Violet Tweedale (1862-1936) was a Scottish author and spiritualist. In 1917 Violet investigated the Warberries’ ‘Castel-a-Mare’, Britain’s most haunted house. During the investigation one of Violet’s associates was possessed and had to be exorcised. She wrote over 30 books on spiritual subjects, such as ‘The Cosmic Christ’ (1930), and her own personal psychic experiences, including the Torquay investigation, were documented in ‘Ghosts I have Seen’ (1920). She was a gifted amateur artist, embroiderer, accomplished pianist and golfer, and a skilled orator who spoke up for workers’ rights. She collaborated with fellow spiritualist Arthur Conan Doyle, who described how Violet saw pixies in the gardens of Lupton House.
Odette Keun (1888-1978) was a Dutch adventurer, journalist and writer, who travelled extensively in the Caucasus and the early Soviet Union. She explored solutions to the world’s problems as she travelled. Odette was one of the first to comprehend the dangers of totalitarianism. She accused fellow liberals in the 1930s of being “spineless” in failing to meet the growing ideological challenges of Fascism and Communism. Odette’s alternative to the extremes of capitalism and totalitarianism emphasised private property and individual initiative and joined these freedoms with “resourceful” state intervention. She warned against excessive interference by either business or government and demanded that freedom of speech and conscience be guaranteed.
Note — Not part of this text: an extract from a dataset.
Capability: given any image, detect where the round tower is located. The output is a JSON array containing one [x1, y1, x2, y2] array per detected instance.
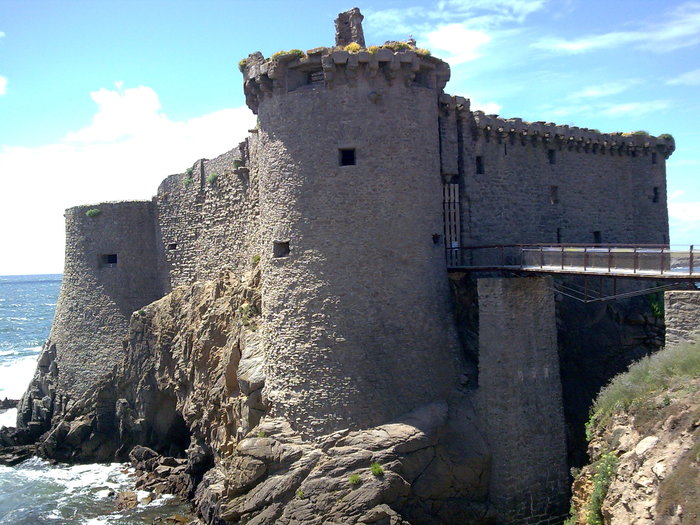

Ruby Murray (1935-1996) was one of the most successful stars in the history of British popular music and the biggest-selling female artist of the 1950s. The young Irish singer set a chart record in 1955 for having five recordings in the top 20 simultaneously – a feat equalled only by Elvis and Madonna. She had her own television show, starred at the London Palladium, appeared in a Royal Command Performance, and toured the USA, Malta and North Africa. Frank Sinatra told her, “You’re a hell of a great singer and I am your greatest fan.”